Brigitte Wieser betreut ihren an Demenz erkrankten Mann. Sie erzählt, wie sie mit dieser Situation umgeht – und wo sie selber Hilfe erhält.

Brigitte Wieser lebt seit über 50 Jahren mit ihrem Mann René in St. Gallen. Kurz nach der Schneiderlehre hat sie ihn kennengelernt und geheiratet, wenige Jahre später kam Sohn Roger zur Welt. Während dieser Zeit arbeitete sie weiterhin von zu Hause aus als Schneiderin, kümmerte sich liebevoll um ihre Stubentiger und kochte für ihren Ehemann feine Gerichte. Er übernahm das Staubsaugen oder andere körperliche Arbeiten im Haushalt. Kurz: Sie führten während vieler Jahre eine Beziehung auf Augenhöhe.

Als Brigitte Wieser dann bei ihrem Mann vor sieben, acht Jahren erste Anzeichen einer Demenz feststellte, nahm sie diese recht gelassen. «Da seine Mutter schwer dement gewesen war, erkannte ich die Zeichen früh. Er hingegen meinte, ich sehe Gespenster», erzählt sie. «Es ging ihm körperlich gut und wir konnten noch vieles unternehmen, deshalb war es für mich damals kein grosses Problem.» Nach ihrer Frühpensionierung pflegte Brigitte Wieser zahlreiche Kontakte und ging freiwilligen Engagements nach: Im Kinderspital half sie auf der Neugeborenenstation, als Handarbeitsassistenz verwirklichte sie sich sogar noch in ihrem ursprünglichen Wunschberuf. Das Ehepaar träumte von Reisen und entschied sich zum ersten Mal gegen eine neue Katze, um die gewonnenen Freiheiten geniessen zu können.

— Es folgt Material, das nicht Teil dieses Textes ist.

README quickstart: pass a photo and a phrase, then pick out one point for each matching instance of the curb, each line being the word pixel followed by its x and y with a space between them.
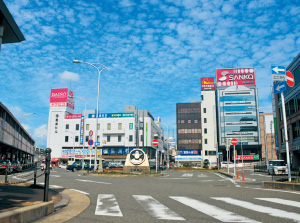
pixel 28 214
pixel 280 185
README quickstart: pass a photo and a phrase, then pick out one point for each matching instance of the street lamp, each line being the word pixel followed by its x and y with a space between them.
pixel 96 132
pixel 167 144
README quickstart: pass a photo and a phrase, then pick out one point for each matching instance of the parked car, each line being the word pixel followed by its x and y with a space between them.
pixel 277 167
pixel 16 166
pixel 3 164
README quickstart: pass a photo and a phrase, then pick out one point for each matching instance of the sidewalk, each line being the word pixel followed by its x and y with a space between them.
pixel 24 203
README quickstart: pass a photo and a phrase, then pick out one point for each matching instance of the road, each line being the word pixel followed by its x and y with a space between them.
pixel 190 196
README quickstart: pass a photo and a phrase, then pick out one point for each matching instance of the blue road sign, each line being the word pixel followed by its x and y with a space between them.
pixel 279 87
pixel 278 70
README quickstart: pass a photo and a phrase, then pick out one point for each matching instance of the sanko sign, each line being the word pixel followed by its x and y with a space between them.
pixel 235 76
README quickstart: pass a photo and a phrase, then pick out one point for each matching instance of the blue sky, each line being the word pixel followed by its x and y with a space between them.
pixel 156 52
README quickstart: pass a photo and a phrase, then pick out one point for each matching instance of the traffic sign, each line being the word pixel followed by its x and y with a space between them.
pixel 234 141
pixel 90 142
pixel 279 87
pixel 290 79
pixel 278 69
pixel 278 77
pixel 155 142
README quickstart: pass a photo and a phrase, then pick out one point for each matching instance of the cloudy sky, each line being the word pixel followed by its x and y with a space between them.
pixel 156 52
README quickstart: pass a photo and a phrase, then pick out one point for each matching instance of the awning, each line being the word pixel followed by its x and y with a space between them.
pixel 54 160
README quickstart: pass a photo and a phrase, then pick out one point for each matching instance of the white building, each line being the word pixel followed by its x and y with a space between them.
pixel 208 121
pixel 118 133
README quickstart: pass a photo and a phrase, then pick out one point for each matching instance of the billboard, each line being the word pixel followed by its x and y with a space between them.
pixel 235 76
pixel 207 83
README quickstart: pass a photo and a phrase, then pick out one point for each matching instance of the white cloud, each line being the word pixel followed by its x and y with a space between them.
pixel 69 76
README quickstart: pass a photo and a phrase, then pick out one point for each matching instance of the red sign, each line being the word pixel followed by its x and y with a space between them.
pixel 290 79
pixel 207 83
pixel 155 142
pixel 59 95
pixel 234 141
pixel 235 76
pixel 73 116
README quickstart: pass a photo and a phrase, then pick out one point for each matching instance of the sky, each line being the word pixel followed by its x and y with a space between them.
pixel 156 52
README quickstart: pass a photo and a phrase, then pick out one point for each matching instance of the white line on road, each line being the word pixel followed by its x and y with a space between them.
pixel 91 181
pixel 81 191
pixel 281 201
pixel 259 208
pixel 107 205
pixel 157 209
pixel 213 211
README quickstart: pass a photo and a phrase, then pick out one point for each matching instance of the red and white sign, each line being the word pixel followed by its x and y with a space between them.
pixel 235 76
pixel 290 79
pixel 73 116
pixel 245 157
pixel 234 141
pixel 155 142
pixel 207 83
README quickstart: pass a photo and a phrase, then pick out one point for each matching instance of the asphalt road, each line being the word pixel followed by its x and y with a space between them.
pixel 190 196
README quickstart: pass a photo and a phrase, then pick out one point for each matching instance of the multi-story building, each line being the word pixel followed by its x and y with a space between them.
pixel 69 134
pixel 292 108
pixel 237 112
pixel 189 133
pixel 267 136
pixel 208 121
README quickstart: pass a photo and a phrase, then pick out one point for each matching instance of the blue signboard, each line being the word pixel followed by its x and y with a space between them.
pixel 278 70
pixel 279 87
pixel 188 152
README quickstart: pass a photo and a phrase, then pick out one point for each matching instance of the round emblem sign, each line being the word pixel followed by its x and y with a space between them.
pixel 137 156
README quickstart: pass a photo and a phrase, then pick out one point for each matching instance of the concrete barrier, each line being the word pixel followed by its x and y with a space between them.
pixel 27 214
pixel 281 185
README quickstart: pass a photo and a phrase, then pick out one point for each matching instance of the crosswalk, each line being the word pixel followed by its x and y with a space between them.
pixel 107 205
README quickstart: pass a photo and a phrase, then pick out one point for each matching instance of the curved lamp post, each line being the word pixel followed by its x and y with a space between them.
pixel 96 131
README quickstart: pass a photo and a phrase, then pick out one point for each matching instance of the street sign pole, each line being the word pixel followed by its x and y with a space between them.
pixel 286 137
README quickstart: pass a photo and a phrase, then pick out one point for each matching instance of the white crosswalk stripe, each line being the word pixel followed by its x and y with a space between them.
pixel 156 209
pixel 259 208
pixel 213 211
pixel 107 205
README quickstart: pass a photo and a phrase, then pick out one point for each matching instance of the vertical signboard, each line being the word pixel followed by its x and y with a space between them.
pixel 81 130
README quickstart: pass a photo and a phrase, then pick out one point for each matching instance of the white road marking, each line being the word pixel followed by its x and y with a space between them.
pixel 157 209
pixel 213 211
pixel 107 205
pixel 187 175
pixel 81 191
pixel 259 208
pixel 281 201
pixel 93 181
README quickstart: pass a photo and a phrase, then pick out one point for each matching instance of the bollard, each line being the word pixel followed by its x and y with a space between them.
pixel 35 170
pixel 47 174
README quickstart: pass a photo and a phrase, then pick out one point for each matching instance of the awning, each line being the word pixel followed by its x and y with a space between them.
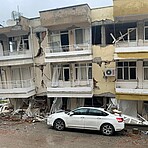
pixel 137 55
pixel 132 97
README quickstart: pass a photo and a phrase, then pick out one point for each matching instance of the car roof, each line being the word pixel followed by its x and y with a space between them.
pixel 93 108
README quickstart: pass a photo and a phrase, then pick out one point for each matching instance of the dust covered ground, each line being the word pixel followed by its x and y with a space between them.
pixel 22 134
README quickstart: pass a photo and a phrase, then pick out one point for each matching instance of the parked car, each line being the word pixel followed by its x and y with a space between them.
pixel 91 118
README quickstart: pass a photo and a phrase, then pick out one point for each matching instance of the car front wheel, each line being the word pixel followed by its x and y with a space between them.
pixel 59 125
pixel 107 129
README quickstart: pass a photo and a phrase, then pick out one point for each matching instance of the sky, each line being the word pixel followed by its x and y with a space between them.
pixel 31 8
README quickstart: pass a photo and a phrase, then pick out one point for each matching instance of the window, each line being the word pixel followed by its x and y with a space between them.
pixel 81 111
pixel 82 36
pixel 126 70
pixel 96 35
pixel 79 36
pixel 145 67
pixel 18 43
pixel 95 112
pixel 55 41
pixel 83 71
pixel 132 34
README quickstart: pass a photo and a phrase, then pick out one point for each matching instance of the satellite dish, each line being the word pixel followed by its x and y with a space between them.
pixel 11 22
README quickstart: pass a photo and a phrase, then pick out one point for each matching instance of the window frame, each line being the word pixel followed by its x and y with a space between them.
pixel 129 70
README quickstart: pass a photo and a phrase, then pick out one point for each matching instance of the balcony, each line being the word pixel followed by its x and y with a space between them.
pixel 130 10
pixel 17 89
pixel 77 89
pixel 133 90
pixel 131 50
pixel 70 53
pixel 21 57
pixel 66 17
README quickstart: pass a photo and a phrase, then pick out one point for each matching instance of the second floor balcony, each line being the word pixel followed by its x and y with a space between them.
pixel 80 89
pixel 68 53
pixel 17 88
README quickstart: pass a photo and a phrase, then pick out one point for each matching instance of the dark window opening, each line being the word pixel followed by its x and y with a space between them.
pixel 108 30
pixel 65 40
pixel 96 35
pixel 96 102
pixel 126 70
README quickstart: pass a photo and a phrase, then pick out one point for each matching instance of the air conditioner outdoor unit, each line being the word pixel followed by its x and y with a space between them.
pixel 109 72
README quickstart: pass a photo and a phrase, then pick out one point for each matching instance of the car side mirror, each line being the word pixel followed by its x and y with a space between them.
pixel 71 113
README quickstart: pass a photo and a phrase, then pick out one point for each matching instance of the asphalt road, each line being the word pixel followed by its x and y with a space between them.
pixel 38 135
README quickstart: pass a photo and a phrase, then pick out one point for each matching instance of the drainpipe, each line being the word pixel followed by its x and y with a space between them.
pixel 32 51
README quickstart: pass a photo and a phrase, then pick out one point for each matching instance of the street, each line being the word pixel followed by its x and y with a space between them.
pixel 38 135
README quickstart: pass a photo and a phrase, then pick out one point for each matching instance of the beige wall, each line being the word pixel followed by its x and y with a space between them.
pixel 129 7
pixel 99 14
pixel 105 84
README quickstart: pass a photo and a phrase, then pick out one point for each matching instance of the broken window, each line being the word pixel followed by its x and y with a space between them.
pixel 55 41
pixel 124 31
pixel 96 35
pixel 145 67
pixel 18 43
pixel 82 36
pixel 126 70
pixel 20 77
pixel 83 71
pixel 64 40
pixel 132 34
pixel 60 72
pixel 108 30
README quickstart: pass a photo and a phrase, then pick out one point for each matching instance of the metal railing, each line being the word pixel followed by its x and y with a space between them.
pixel 68 48
pixel 16 84
pixel 20 52
pixel 131 43
pixel 62 84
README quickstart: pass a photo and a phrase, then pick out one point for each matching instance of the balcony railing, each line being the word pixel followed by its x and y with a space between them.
pixel 62 84
pixel 20 52
pixel 16 84
pixel 67 48
pixel 131 43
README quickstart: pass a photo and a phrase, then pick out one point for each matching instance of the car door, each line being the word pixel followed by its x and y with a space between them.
pixel 76 118
pixel 94 119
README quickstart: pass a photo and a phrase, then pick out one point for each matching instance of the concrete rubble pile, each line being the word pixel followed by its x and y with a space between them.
pixel 30 114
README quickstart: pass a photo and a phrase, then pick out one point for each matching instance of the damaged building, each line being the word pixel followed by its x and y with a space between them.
pixel 77 56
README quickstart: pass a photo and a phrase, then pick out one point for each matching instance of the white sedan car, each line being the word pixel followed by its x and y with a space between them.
pixel 87 118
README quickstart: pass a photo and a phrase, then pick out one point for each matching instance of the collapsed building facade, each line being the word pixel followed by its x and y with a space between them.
pixel 77 56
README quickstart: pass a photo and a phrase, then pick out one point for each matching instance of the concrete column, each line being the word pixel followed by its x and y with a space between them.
pixel 103 36
pixel 139 74
pixel 140 32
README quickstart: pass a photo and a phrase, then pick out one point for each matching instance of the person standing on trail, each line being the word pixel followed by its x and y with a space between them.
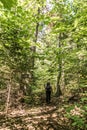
pixel 48 89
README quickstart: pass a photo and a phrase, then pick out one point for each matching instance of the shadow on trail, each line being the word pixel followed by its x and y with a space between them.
pixel 42 118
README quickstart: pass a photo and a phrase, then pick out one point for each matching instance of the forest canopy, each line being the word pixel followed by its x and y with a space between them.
pixel 42 41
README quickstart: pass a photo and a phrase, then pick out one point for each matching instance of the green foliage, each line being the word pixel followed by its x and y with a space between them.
pixel 9 3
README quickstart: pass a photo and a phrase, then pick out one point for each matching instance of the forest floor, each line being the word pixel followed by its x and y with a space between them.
pixel 40 117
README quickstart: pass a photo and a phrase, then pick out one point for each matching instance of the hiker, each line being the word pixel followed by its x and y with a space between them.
pixel 48 89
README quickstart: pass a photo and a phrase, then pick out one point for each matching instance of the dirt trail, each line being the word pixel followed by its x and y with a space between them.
pixel 36 118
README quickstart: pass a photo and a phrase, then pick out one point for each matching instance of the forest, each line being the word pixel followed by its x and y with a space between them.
pixel 43 42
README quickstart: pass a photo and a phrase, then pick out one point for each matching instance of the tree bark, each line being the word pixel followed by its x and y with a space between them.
pixel 8 95
pixel 33 48
pixel 58 91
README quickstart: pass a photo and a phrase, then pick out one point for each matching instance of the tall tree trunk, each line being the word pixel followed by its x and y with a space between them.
pixel 58 91
pixel 33 48
pixel 8 95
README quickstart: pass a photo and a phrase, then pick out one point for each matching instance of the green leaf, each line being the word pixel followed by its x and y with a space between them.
pixel 9 3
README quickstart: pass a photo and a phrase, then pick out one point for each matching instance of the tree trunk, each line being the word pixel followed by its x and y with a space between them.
pixel 8 95
pixel 33 48
pixel 58 91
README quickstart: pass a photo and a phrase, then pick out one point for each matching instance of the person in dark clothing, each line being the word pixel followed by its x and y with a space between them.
pixel 48 89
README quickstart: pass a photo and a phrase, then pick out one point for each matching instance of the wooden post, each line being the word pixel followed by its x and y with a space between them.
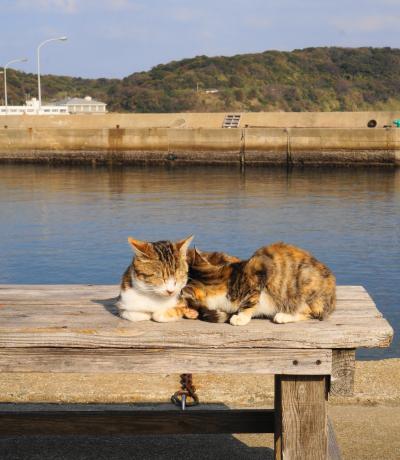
pixel 342 378
pixel 300 417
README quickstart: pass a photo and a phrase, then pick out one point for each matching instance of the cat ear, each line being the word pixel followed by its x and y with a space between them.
pixel 141 248
pixel 198 257
pixel 183 245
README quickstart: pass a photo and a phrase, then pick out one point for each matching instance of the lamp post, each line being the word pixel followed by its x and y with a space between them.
pixel 5 77
pixel 38 58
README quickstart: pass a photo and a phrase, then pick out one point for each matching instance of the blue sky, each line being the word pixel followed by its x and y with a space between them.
pixel 114 38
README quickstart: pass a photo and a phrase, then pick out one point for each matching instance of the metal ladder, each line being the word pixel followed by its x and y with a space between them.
pixel 231 120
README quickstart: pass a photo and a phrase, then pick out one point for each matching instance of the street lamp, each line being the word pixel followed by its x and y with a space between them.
pixel 5 77
pixel 38 57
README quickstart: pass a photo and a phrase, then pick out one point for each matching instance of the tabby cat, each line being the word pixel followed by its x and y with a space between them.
pixel 151 286
pixel 279 281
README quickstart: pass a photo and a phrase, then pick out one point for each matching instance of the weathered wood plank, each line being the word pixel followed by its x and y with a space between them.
pixel 195 334
pixel 301 428
pixel 117 422
pixel 342 377
pixel 234 361
pixel 333 446
pixel 84 317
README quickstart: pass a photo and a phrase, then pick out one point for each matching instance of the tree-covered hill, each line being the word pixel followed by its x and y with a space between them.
pixel 312 79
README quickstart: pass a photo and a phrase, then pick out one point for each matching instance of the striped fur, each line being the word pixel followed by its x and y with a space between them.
pixel 279 281
pixel 151 286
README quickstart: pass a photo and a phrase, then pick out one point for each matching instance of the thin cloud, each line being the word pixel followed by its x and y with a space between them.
pixel 366 23
pixel 62 6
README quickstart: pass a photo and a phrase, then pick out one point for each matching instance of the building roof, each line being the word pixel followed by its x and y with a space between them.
pixel 79 101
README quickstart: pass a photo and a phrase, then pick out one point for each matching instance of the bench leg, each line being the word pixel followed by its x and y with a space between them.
pixel 301 417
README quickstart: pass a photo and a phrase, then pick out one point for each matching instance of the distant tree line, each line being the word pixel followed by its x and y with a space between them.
pixel 311 79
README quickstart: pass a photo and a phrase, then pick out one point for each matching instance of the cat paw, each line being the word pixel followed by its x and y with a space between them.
pixel 134 315
pixel 282 318
pixel 189 313
pixel 239 320
pixel 165 316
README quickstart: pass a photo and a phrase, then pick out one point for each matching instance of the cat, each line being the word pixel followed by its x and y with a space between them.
pixel 151 286
pixel 280 281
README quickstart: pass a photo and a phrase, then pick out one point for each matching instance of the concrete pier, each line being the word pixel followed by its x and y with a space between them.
pixel 261 139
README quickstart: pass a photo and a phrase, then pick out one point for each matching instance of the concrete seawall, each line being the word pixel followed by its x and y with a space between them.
pixel 262 138
pixel 247 145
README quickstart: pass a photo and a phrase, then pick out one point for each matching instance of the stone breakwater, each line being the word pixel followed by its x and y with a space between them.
pixel 260 139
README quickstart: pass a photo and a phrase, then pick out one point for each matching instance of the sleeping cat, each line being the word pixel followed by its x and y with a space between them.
pixel 151 286
pixel 279 281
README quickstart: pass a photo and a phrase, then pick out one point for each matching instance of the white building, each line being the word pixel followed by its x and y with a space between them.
pixel 32 108
pixel 85 105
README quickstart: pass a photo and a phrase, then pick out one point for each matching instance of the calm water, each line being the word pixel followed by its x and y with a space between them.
pixel 69 225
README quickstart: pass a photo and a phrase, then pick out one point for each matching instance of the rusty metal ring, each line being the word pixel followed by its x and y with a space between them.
pixel 191 399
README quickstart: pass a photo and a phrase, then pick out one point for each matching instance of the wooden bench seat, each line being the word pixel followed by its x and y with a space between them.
pixel 75 328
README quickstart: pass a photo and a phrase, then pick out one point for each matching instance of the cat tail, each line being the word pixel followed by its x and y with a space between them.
pixel 323 306
pixel 213 316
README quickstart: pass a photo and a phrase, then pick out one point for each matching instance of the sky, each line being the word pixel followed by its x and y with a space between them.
pixel 114 38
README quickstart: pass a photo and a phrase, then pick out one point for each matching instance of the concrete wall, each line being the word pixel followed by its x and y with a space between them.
pixel 203 120
pixel 202 145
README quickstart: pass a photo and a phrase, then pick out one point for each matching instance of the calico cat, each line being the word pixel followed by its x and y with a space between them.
pixel 151 286
pixel 279 281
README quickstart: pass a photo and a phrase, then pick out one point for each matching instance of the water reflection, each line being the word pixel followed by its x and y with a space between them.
pixel 69 225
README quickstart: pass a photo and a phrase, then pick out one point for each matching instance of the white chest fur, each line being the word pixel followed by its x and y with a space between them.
pixel 266 306
pixel 135 300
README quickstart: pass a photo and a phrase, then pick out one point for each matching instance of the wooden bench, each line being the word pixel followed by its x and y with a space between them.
pixel 74 328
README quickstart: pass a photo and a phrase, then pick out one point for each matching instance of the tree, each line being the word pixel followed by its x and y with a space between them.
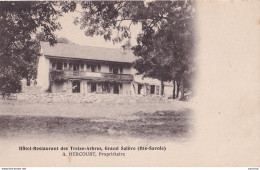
pixel 165 40
pixel 19 21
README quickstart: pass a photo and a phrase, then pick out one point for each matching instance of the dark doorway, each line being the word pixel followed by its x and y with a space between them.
pixel 140 86
pixel 75 67
pixel 116 88
pixel 93 87
pixel 152 89
pixel 76 86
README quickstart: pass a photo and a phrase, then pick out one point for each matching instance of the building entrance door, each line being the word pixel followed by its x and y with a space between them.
pixel 76 86
pixel 116 88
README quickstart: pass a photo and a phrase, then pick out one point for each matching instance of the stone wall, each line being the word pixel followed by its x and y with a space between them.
pixel 85 98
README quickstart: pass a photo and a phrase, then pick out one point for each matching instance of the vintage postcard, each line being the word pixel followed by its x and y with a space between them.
pixel 130 83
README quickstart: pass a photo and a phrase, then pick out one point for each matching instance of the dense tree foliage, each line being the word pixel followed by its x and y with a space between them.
pixel 165 41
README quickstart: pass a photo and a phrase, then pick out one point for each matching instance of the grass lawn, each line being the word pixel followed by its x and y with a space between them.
pixel 137 120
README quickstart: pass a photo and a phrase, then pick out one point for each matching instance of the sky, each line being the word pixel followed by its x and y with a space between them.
pixel 73 33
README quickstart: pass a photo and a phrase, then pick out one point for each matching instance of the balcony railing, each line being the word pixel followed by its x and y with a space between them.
pixel 99 76
pixel 117 77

Sein Zustand verschlechterte sich rapide

Kurze Zeit später – es war Herbst 2020 und die ganze Welt hielt wegen Corona den Atem an – musste René Wieser überraschend beide Augen unter Vollnarkose operieren. Das warf ihn komplett aus der Bahn. Vor Weihnachten folgte eine Lungenembolie, und das folgende Jahr 2021 war durch eine schwere Krankheit geprägt. Aufgrund einer Verengung des Wirbelkanals im Halsbereich (Stenose) konnte er die rechte Körperhälfte kaum noch bewegen. Brigitte Wieser dachte, das Endesei gekommen. Die beiden Spitalaufenthalte führten zu einer schweren Verwirrtheit, die René Wieser mit nach Hause nahm. Nachts wollte er durchs Fenster oder über den Balkon ins Freie, oder er schrie im Treppenhaus, dass er endlich heimwolle. Die Lebensqualität des Paares sank praktisch von einem Tag auf den andern rapide. Er war am körperlichen und geistigen Tiefpunkt angelangt, sie stürzte durch den unerwarteten Wandel in eine tiefe Traurigkeit.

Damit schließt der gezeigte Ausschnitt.